León se viste de gala para recibir a David Larible, reconocido como uno de los payasos más destacados a nivel mundial, quien se presenta como el talento principal de “El Circo de las Estrellas”. Desde este viernes, y por tiempo limitado, Larible busca emocionar a los asistentes en un espectáculo que se lleva a cabo en el estacionamiento de Plaza Mayor. Para él, el reconocimiento y las ovaciones son efímeros; lo esencial es el impacto emocional que deja en el público cada noche.
El artista italiano, galardonado con el Clown d’Argent y el Clown d’Or en el Festival Internacional de Circo de Montecarlo, comparte que en el mundo del circo, el éxito es momentáneo. “Cada función es una nueva evaluación”, explica. Lo que los espectadores valoran no es el pasado, sino la calidad de la actuación en el presente. Para Larible, un payaso no solo hace reír; también debe tocar el corazón del público, evocando melancolía y recuerdos que enriquecen la experiencia.
En un contexto donde las redes sociales y la inteligencia artificial dominan, Larible defiende el circo como una experiencia única e insustituible. “El público busca la conexión humana que solamente se encuentra aquí”, afirma, resaltando la autenticidad de cada presentación. Para él, hacer reír es vital, pero también lo es generar momentos reflexivos que resuenen con la audiencia.

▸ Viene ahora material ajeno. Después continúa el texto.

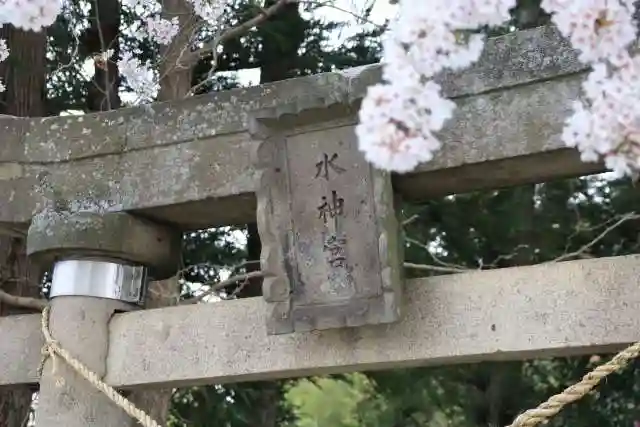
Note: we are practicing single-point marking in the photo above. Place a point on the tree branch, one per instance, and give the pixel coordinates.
(220, 285)
(211, 47)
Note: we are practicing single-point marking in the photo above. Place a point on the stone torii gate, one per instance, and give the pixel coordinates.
(107, 196)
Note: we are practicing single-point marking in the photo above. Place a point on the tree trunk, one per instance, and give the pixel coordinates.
(24, 74)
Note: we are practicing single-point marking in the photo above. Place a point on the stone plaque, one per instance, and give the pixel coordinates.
(329, 233)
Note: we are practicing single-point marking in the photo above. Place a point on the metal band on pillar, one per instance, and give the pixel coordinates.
(100, 279)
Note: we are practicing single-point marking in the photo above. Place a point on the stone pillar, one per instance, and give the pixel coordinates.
(101, 266)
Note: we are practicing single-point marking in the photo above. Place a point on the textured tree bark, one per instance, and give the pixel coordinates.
(23, 74)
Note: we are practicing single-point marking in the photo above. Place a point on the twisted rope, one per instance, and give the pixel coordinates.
(546, 410)
(53, 349)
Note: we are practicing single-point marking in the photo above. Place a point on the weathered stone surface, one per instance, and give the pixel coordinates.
(81, 326)
(328, 228)
(188, 162)
(551, 310)
(57, 235)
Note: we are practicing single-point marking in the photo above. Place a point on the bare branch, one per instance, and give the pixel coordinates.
(211, 47)
(220, 285)
(578, 253)
(436, 268)
(24, 302)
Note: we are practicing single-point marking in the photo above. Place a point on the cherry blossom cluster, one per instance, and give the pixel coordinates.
(29, 14)
(400, 117)
(605, 124)
(4, 54)
(139, 75)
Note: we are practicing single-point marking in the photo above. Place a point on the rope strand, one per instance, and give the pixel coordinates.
(53, 348)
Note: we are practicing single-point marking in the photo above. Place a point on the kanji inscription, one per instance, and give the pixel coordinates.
(328, 230)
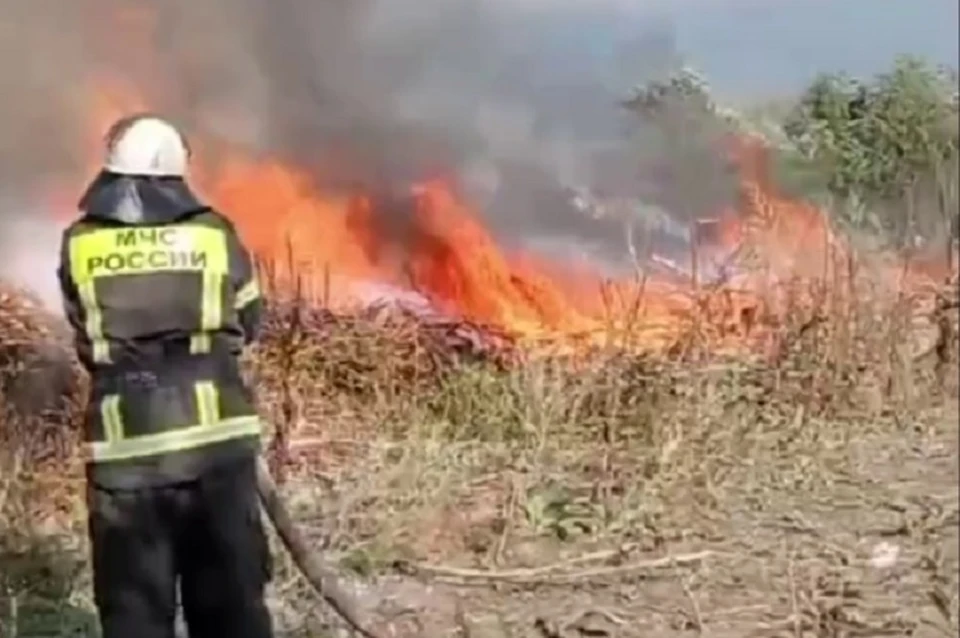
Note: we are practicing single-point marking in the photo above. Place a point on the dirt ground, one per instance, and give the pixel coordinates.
(857, 539)
(850, 532)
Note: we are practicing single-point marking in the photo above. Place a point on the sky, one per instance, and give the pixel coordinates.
(781, 45)
(757, 48)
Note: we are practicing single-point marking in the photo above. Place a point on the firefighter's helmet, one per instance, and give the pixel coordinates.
(146, 145)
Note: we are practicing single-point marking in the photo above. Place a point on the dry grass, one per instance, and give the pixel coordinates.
(625, 495)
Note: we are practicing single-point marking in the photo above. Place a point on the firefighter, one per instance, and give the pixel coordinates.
(162, 298)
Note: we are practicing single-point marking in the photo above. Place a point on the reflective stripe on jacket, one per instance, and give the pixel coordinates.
(161, 312)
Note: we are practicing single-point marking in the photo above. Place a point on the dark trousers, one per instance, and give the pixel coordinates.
(207, 533)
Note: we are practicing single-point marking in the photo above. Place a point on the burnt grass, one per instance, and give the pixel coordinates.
(468, 492)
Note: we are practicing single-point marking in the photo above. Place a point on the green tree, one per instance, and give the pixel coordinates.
(886, 149)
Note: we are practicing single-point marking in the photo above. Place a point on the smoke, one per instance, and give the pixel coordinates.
(517, 99)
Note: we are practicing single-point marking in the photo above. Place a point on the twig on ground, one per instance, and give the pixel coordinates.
(548, 573)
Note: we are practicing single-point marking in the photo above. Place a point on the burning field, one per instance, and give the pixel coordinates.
(443, 407)
(747, 430)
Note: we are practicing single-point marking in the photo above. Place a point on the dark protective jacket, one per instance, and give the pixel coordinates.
(162, 297)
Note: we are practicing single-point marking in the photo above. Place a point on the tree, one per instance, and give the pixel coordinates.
(886, 149)
(686, 129)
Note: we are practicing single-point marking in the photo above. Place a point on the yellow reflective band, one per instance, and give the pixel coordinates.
(208, 402)
(110, 415)
(246, 294)
(211, 313)
(110, 252)
(94, 321)
(179, 440)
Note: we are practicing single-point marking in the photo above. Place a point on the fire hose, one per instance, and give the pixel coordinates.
(321, 577)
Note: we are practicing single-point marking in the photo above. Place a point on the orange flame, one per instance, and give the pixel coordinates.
(330, 240)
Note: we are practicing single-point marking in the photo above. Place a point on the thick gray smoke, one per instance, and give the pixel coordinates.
(517, 99)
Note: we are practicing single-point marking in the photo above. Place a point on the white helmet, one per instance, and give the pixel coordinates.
(146, 145)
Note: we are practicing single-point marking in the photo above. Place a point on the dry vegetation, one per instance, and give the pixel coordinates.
(813, 493)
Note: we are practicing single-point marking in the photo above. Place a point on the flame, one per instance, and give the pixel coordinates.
(329, 241)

Tras años de carrera, el circo le ha enseñado a valorar el tiempo. Cada boleto es más que un ingreso; es un regalo de tiempo que merece ser respetado. “El tiempo es lo más valioso que tenemos”, subraya, instando a sus colegas a dar lo mejor en cada función para retribuir la confianza del público.

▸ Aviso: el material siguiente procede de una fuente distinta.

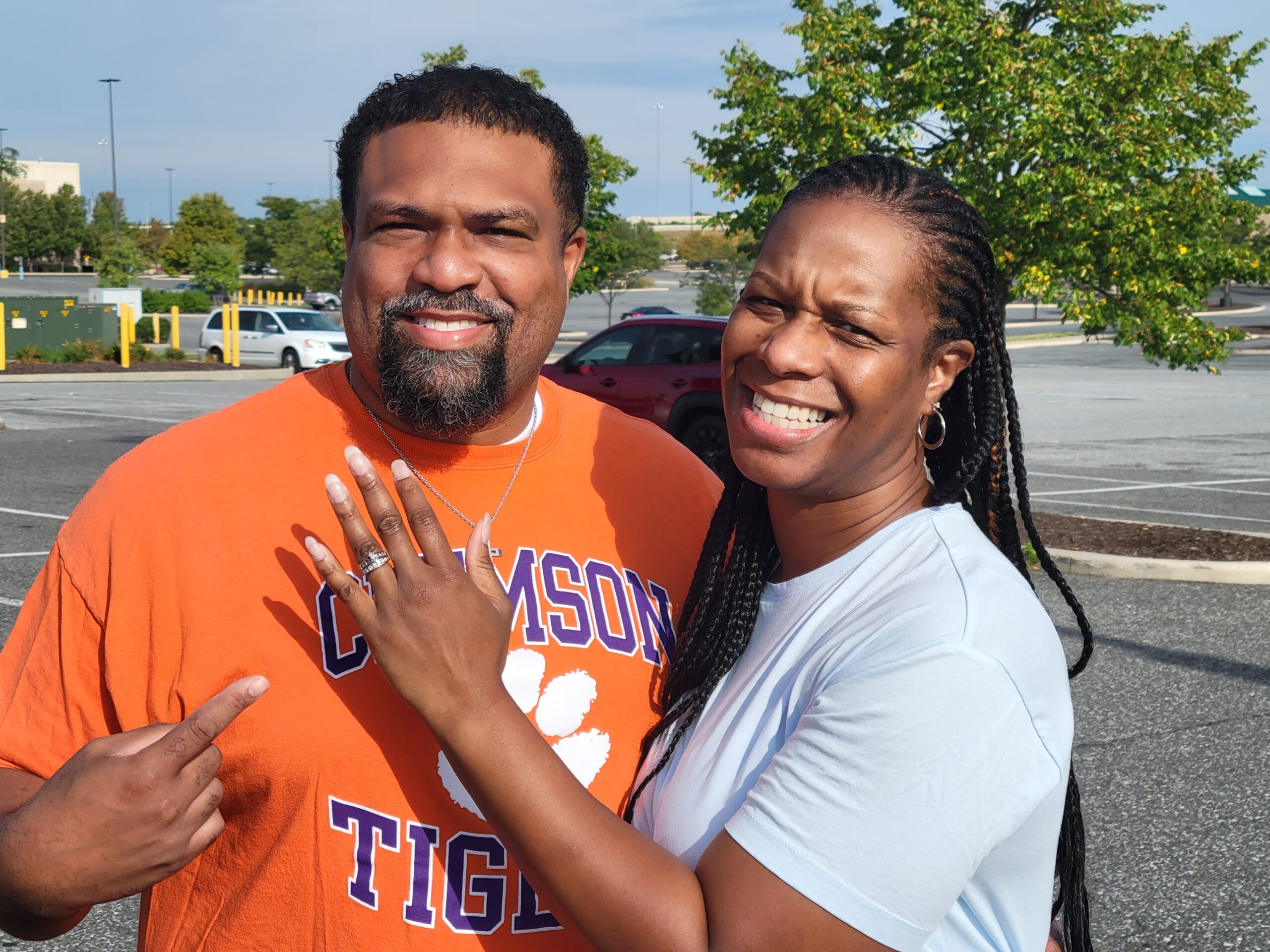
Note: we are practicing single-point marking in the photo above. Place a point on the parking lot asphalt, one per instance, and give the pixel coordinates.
(1173, 730)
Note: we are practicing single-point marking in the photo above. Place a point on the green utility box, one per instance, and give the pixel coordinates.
(53, 321)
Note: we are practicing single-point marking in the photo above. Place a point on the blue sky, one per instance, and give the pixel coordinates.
(235, 94)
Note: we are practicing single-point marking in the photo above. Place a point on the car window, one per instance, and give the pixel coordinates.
(609, 351)
(305, 320)
(671, 345)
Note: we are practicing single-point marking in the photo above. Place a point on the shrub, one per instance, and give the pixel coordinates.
(190, 301)
(83, 352)
(32, 353)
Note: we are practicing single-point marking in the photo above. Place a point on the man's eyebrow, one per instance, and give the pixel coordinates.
(384, 209)
(505, 215)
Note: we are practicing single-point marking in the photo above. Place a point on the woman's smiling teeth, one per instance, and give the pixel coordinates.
(445, 325)
(788, 416)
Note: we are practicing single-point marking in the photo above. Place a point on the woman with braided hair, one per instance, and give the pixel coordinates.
(867, 726)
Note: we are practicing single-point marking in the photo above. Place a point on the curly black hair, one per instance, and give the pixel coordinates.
(470, 94)
(971, 468)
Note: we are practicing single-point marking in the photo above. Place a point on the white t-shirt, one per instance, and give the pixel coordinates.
(893, 744)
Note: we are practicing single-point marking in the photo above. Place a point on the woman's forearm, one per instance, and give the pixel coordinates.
(616, 885)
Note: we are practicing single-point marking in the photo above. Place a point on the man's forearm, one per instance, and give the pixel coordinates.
(16, 917)
(620, 888)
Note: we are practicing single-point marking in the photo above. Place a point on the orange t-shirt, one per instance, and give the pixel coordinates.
(346, 829)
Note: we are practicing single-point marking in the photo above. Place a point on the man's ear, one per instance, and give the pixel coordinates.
(951, 359)
(574, 252)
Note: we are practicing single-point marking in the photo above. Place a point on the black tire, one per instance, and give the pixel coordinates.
(706, 436)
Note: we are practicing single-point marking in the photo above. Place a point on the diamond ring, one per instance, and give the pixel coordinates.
(375, 560)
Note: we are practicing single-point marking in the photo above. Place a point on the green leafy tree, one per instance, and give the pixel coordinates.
(216, 267)
(203, 220)
(66, 211)
(1098, 153)
(151, 240)
(302, 239)
(121, 262)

Con ganas de enfrentar nuevos retos, Larible se muestra emocionado por su llegada a León. Reconoce la fama de la ciudad por su industria del calzado y su riqueza cultural, y espera entablar una conexión genuina con los espectadores. “Espero que no me avienten los zapatos”, dice entre risas, dejando claro que está listo para lo que venga.

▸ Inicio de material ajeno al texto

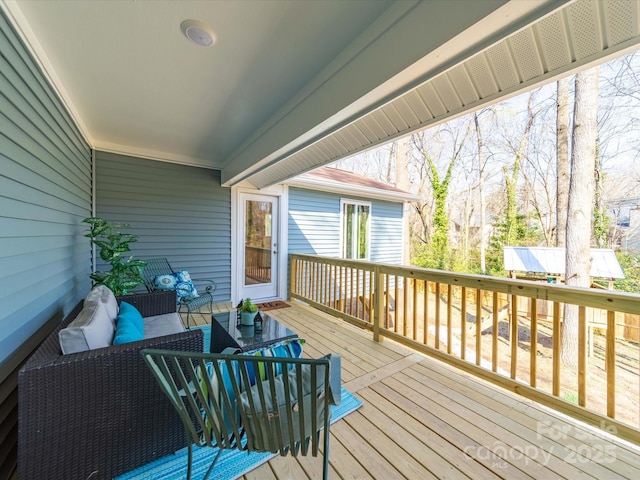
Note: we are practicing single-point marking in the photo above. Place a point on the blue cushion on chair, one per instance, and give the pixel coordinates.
(178, 281)
(129, 326)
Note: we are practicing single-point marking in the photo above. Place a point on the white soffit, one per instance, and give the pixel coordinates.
(583, 33)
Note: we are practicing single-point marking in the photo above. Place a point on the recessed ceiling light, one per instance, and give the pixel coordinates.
(198, 32)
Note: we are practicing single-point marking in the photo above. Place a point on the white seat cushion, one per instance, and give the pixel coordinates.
(92, 328)
(101, 293)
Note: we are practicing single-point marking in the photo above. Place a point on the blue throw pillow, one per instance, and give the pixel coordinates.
(178, 281)
(129, 326)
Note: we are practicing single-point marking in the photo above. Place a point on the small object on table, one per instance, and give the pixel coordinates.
(226, 331)
(257, 322)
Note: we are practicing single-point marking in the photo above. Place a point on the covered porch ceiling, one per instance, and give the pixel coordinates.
(292, 85)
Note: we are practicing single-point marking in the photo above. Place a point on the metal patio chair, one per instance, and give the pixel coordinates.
(223, 405)
(188, 297)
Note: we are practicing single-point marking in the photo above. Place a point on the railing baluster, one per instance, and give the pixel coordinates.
(610, 356)
(437, 322)
(582, 356)
(478, 326)
(463, 324)
(426, 313)
(555, 389)
(405, 306)
(330, 284)
(414, 282)
(449, 318)
(513, 336)
(494, 334)
(533, 350)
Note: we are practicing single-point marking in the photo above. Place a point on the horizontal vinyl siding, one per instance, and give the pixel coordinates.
(386, 232)
(45, 192)
(314, 222)
(178, 212)
(314, 225)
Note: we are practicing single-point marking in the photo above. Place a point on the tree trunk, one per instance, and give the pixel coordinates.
(580, 211)
(483, 202)
(562, 141)
(403, 183)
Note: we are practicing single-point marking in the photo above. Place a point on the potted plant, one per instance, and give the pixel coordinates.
(247, 311)
(125, 273)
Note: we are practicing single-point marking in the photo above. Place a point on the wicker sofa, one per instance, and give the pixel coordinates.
(98, 413)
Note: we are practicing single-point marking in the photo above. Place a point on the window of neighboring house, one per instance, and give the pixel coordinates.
(355, 229)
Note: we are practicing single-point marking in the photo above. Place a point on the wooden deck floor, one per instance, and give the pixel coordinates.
(423, 419)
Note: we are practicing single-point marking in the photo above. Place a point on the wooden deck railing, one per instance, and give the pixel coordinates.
(504, 330)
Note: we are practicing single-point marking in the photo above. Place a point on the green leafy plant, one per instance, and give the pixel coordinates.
(125, 273)
(248, 306)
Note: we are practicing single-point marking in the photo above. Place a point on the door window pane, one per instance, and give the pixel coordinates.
(257, 242)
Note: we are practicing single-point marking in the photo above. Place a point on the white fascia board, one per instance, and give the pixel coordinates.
(356, 190)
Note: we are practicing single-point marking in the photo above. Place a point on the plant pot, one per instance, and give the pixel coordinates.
(246, 318)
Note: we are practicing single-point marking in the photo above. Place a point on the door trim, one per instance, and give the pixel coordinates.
(237, 275)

Finalmente, Larible aconseja a las nuevas generaciones de artistas circenses a mantener viva la pasión. “No envejeces con los años, sino cuando dejas de soñar”, menciona. Con su participación en “El Circo de las Estrellas”, busca reafirmar que, a pesar del tiempo y la tecnología, el arte de hacer reír y emocionar sigue siendo un pilar de la cultura y la conexión humana.